A primer for Scuba Diving International and Technical Diving International instructor candidates
Just as every dive should begin with a discussion about what’s planned, every dive should finish with all the team sitting together talking over how the dive went. A Dive Debrief is an important part of a systematic approach to building personal experience and strengthening bonds within a buddy team. For a dive leader whose job is to help students to get the most out of their training and experience dives, debriefings are an important, AND required part of the curriculum. But how do you run one?
In the simplest possible terms, a debriefing allows every participant to discuss openly what they expected from the dive, whether those expectations were met or exceeded, what they learned, and what they will do differently on their next dive.
It’s also a time for each diver to talk openly about how they felt during each segment of the dive, and if anything stressed them or made them uncomfortable. Lastly, it’s a forum to discuss both positives and negatives about the team dynamics.
As the instructor, your job is to make sure all these topics are brought up and talked about openly, and constructively. Most of the time, this is not a challenge. There are just a few cardinal rules to help keep debriefings on track.
This is a fun pastime. It carries real risks, and those always need to be addressed fully, but your students dive for fun. They are not being trained to swim into the middle of a war zone for a black ops mission, so keep it light. Never, never lose your temper with a student. Remember, they asked you to help with their education because they knew they lacked something. And in the final analysis, sometimes you have to put in a little extra effort to make a difference.

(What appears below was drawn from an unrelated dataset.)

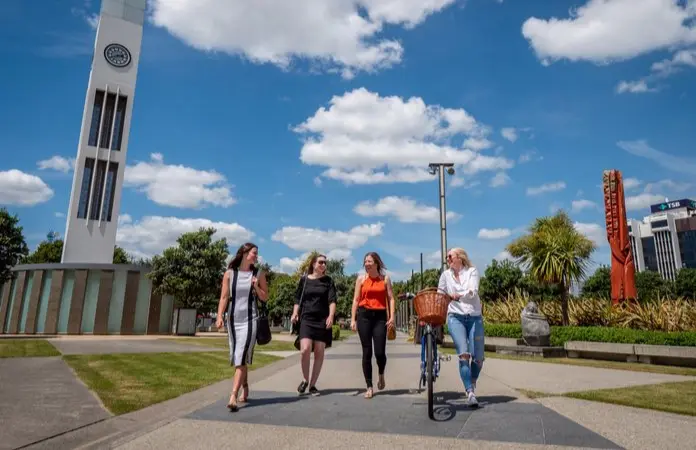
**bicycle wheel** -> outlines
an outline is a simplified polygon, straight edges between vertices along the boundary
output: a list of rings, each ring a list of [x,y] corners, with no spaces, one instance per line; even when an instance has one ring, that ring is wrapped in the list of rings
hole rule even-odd
[[[433,414],[433,335],[428,333],[425,339],[425,377],[428,382],[428,417],[432,420]]]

Almost without exception, do not air your opinions until everyone else has finished. Move the conversation along but give everyone an equal opportunity to express themselves. And when they are done, share your assessment of the dive and their performance with them in a professional manner working logically from the start of the dive – gearing up – until everyone was back on the surface, out of their gear and sitting around for the debriefing. It will help make your recall of the dive better and help with your debriefing if you break the dive up into bite-sized slices and mark each with a specific waypoint: doing bubble check, reaching target depth, etc, etc.
Start the debrief by asking each student to share their broad overview of the dive. What did they expect to happen and what did happen? This is extremely telling when the goal of a dive is to execute a list of drills that students are attempting for the first time. Regardless of how poorly they did or how negatively they feel about their performance, try to get them to end their overview with something positive. One student who had everything that could possibly go wrong on a skills dive go horribly wrong, looked gutted when we surfaced. He had gone through more than 70 minutes of misery with less than perfect coordination. I asked him to kickoff the debrief and at the end of his introduction, he said: “The good thing is that we made it back and nobody is lying prone breathing oxygen, so the team did OK didn’t we.” This broke the group up and defused what could have been a really tense situation. Humor is a good thing!
Once overviews are finished, pick one student to talk through the dive from pre-dive checks to surfacing. Prompt them to recall details of each phase of the dive and at each step, ask the rest of the group to comment. (This works best with no more than four students.) Ask if anyone has anything to add. Find out how they felt at each waypoint. Ask what they found challenging, and what was easy. If someone made a mistake and points it out themselves, immediately ask them what the fix is. Have other team members confirm the remedy is the right one… or at least one of the right ones. Encourage positive, constructive criticism. Suggest a better solution if one exists, suggest alternatives when they exist.
Finally, ask each person in turn what they learned from the dive. Have them focus in particular on any positive reinforcement for any core skills specific to the course: air sharing, valve drills, buoyancy control, etc. And have each team member suggest ways to make the team dynamic more solid. One thing that I notice often with technical teams (three divers) is that when one diver has a ‘simulated’ emergency, one buddy will help while the other “stands around with his hands in his pockets.” Encourage teams to work as a team.
When this is over, work through your debriefing. If someone made a mistake that was missed, now is the time to mention it. Be direct. Be unemotional. Be professional. When you mention a negative, follow it with a suggestion about how best to fix the situation. Take the time to explain why things need to be fixed and how to improve a skill or do it better next time.
Running a good debriefing does take a little extra effort, but following a simple plan (segmenting the dive in your own mind, letting students work through the debrief process first, keeping the mood light and focused, using positive reinforcement, and suggesting alternatives when they exist) will result in better results and happier students.
A good friend suggested adding a example checklist to this document. He said he likes, “to use a written checklist for briefings, and then use the same checklist for the debrief.”
The checklist may be simple or complex, depending on the dive, but the essential elements are –
Overall dive objectives:
Depth & deco schedule:
He explained that by using the same checklist for the debrief that was used for the dive brief, there’s a double benefit. You make sure every element that was briefed gets debriefed, and deficiencies in the brief can be used to modify future briefs/debriefs.